According to the report, the cases of AIDS in the Philippines became alarming due to high increase of infected persons.
So, what is AIDS? AIDS is an acronym of Acquired Immune Deficiency Syndrome. It is characterized by a defect in natural immunity against disease. People who have AIDS are vulnerable to serious illnesses which would not be a threat to anyone whose immune system was functioning normally. These illnesses are referred to as “opportunistic” infections or diseases.

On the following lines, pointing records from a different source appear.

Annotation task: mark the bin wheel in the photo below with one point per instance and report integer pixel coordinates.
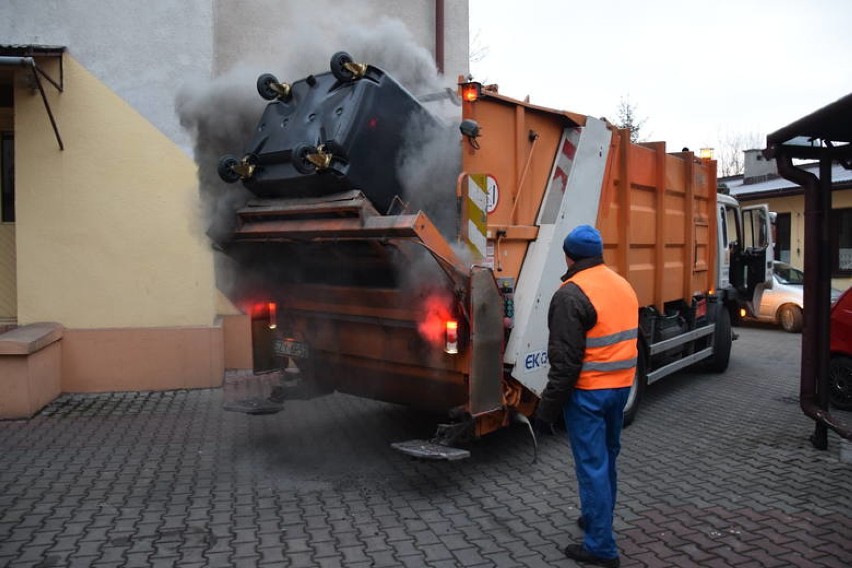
(226, 168)
(334, 149)
(300, 159)
(338, 69)
(264, 86)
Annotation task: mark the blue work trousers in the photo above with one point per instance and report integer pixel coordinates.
(594, 419)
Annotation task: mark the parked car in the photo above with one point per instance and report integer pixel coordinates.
(783, 303)
(840, 364)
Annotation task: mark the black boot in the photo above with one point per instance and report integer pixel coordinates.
(580, 554)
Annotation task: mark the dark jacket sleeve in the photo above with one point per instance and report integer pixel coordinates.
(570, 316)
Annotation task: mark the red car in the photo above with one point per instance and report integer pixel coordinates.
(840, 365)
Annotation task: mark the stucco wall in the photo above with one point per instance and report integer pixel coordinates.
(142, 50)
(301, 38)
(107, 230)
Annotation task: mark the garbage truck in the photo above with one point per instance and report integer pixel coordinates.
(369, 295)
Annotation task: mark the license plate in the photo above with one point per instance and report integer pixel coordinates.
(290, 348)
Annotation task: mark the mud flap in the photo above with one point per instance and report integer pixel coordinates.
(254, 405)
(423, 449)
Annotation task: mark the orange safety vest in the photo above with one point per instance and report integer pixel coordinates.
(611, 345)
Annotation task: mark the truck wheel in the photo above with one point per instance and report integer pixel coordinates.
(790, 317)
(640, 381)
(840, 382)
(226, 169)
(722, 339)
(264, 86)
(338, 69)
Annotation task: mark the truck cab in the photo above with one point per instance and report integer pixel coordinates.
(746, 251)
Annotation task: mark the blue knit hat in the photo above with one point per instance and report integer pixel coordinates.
(583, 241)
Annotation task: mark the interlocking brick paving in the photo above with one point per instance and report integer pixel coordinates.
(716, 471)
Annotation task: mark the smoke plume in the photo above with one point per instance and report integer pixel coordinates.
(222, 114)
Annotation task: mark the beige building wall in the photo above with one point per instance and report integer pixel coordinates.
(107, 230)
(110, 244)
(8, 282)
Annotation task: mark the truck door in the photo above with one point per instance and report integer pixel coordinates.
(757, 248)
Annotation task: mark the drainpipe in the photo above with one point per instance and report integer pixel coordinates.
(439, 35)
(813, 388)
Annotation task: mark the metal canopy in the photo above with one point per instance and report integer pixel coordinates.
(824, 135)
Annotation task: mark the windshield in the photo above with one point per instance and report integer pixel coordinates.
(786, 274)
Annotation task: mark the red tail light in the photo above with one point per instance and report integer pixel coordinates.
(452, 333)
(273, 315)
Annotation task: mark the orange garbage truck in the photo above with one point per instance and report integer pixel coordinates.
(438, 300)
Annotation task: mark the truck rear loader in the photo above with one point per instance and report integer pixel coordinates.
(370, 297)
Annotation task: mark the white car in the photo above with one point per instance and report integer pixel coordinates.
(783, 303)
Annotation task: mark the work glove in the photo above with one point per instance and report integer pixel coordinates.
(542, 427)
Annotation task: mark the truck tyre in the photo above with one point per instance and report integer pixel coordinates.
(640, 381)
(790, 318)
(225, 169)
(722, 339)
(338, 69)
(264, 86)
(840, 382)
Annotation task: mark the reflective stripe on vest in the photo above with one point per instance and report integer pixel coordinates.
(611, 351)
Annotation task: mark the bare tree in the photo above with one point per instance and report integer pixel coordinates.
(627, 116)
(730, 158)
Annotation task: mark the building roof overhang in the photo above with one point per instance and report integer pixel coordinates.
(26, 56)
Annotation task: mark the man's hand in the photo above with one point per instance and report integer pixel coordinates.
(542, 427)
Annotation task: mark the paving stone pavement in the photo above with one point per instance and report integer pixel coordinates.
(716, 471)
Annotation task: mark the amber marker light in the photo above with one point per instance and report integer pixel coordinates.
(471, 91)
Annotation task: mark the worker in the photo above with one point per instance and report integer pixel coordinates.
(592, 349)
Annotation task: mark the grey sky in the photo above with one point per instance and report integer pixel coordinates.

AIDS is caused by a virus, which has been given different names by different groups of investigators: human T-lymphotropic virus, type III (HTLV-III); lymphadenopathy-associated virus, (LAV); or AIDS-related retrovirus (ARV). Infection with this virus does not always lead to AIDS. Many infected persons remain in good health. Others may develop illness varying in severity from mild to extremely serious; these illnesses are designated AIDS-related complex (ARC).

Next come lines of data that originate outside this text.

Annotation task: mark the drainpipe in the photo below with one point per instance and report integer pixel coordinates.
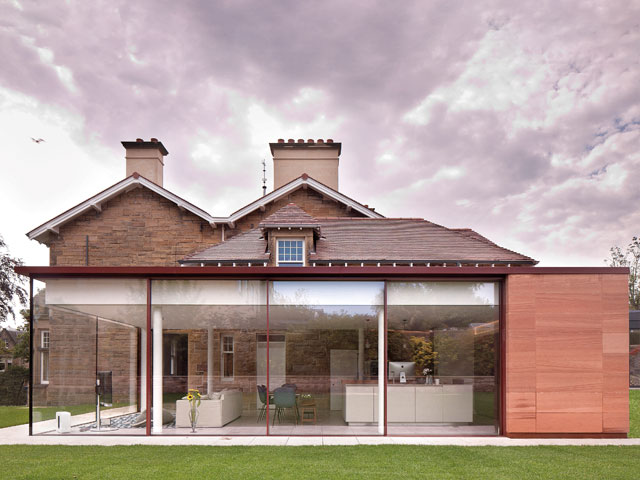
(381, 367)
(157, 371)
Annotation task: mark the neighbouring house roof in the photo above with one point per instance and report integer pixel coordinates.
(383, 240)
(290, 215)
(136, 180)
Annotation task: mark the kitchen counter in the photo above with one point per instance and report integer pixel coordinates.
(410, 403)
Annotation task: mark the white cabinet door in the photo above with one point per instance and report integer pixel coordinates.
(343, 366)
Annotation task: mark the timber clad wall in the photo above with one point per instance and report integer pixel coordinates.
(567, 354)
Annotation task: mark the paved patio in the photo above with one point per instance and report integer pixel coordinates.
(20, 435)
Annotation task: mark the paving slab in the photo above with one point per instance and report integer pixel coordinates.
(19, 435)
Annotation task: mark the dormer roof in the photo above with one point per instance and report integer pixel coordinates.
(289, 216)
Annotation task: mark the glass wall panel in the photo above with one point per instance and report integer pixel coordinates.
(86, 356)
(323, 357)
(210, 348)
(442, 351)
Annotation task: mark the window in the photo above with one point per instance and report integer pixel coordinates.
(175, 354)
(291, 253)
(227, 357)
(44, 357)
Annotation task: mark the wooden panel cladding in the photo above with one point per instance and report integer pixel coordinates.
(566, 354)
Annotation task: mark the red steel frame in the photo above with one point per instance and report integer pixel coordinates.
(324, 273)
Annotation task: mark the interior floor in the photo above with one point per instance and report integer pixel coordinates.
(328, 423)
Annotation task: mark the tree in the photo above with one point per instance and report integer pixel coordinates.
(629, 258)
(11, 284)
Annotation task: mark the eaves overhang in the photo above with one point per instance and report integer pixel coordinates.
(40, 272)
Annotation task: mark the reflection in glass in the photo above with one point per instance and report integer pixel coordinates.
(216, 327)
(442, 347)
(86, 355)
(323, 357)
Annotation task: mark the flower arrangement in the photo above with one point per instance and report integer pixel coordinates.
(193, 397)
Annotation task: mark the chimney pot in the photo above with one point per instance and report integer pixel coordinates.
(300, 158)
(145, 159)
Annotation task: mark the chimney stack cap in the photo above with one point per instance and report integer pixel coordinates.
(141, 144)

BUT how do AIDS transmitted? According to study AIDS is spread by sexual contact, needle sharing, or less commonly, through transfused blood or its components. The risk of infection with the virus is increased by having multiple sexual partners, either homosexual or heterosexual, and sharing of needles among those using illicit drugs. The occurrence of the syndrome in hemophilia patients and persons receiving transfusions provides evidence of transmission of the virus through blood. The virus may be transmitted also from infected mother to infant before, during, or shortly after birth (probably through breast milk.)
Now, how do we know if we have infected by AIDS virus? Do you know that most individual infected with the AIDS VIRUS have no symptoms and feel well? But some develop symptoms which may include tiredness, fever, loss of appetite and weight, diarrhea, night sweats, and swollen glands (lymph nodes)- usually in the neck, armpits, or groin. Anyone with these symptoms which continue for more than two weeks should see a doctor.

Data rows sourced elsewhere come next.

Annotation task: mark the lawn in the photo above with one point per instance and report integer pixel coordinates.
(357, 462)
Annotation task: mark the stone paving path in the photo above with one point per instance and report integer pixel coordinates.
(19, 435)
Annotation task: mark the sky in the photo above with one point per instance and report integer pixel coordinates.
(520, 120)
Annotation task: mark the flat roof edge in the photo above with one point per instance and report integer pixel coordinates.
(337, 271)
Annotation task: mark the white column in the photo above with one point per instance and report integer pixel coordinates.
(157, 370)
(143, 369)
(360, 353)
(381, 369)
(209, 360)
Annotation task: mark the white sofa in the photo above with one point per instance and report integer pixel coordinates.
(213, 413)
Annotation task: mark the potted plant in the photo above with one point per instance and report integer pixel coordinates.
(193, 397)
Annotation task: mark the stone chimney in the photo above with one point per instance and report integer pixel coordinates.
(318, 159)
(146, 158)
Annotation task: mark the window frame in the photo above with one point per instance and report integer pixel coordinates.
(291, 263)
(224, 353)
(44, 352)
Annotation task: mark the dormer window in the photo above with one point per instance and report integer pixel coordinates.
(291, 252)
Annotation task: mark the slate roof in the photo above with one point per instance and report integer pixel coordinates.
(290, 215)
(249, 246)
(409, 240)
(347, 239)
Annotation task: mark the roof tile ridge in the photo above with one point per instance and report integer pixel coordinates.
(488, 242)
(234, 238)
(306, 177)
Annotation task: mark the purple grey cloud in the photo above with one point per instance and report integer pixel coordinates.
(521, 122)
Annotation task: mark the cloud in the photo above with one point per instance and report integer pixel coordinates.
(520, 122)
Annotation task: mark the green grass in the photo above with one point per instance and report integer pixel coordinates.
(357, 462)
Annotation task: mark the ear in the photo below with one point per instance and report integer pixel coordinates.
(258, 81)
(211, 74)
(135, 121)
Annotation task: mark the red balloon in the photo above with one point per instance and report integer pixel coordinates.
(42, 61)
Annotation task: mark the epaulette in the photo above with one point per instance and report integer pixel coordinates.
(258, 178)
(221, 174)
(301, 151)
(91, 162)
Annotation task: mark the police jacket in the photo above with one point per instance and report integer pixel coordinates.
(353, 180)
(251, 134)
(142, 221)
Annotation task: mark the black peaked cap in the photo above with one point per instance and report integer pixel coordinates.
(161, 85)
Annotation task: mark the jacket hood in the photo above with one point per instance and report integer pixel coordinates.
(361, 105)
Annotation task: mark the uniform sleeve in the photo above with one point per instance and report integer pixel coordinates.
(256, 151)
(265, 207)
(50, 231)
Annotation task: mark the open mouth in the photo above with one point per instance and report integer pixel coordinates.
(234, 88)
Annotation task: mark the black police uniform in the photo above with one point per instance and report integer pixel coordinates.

If you found you have infected with the HTLV-III virus and the onset of symptoms it ranges from about 6 months to 5 years or more before person develop AIDS. But not everyone exposed to the virus develops AIDS.
How do AIDS diagnosed? The diagnosis of AIDS depends on the presence of opportunistic diseases that indicate the loss of immunity. Certain tests which demonstrate damage to various parts of the immune system such as specific types of white blood cells, support the diagnosis. The presence of opportunistic diseases plus a positive test for antibodies to HTLV-III can also make possible a diagnosis of AIDS.
Don’t be afraid if one of the members of the family has AIDS, because casual contact with AIDS patients or infected persons does not place others at risk for getting the illness. No cases have been found where the virus has been transmitted by casual household contact with AIDS patients or infected persons. Infants with AIDS or HTLV-III infection have not transmitted the infection to family members living in the same household.
Currently, there are no antiviral drugs available anywhere that have been proven to cure AIDS, although the search for such drugs is being pursued vigorously. Some drugs have been found that inhibit the AIDS virus, but these have not yet led to clinical improvement.
Eventually, a combination of therapies to combat the virus and restore the immune system may be the most effective treatment.
BUT THE MOST important reminder that I would like share to you is “PREVENTION IS BETTER THAN CURE.”
This article is based on the magazines “AIDS special Issue”.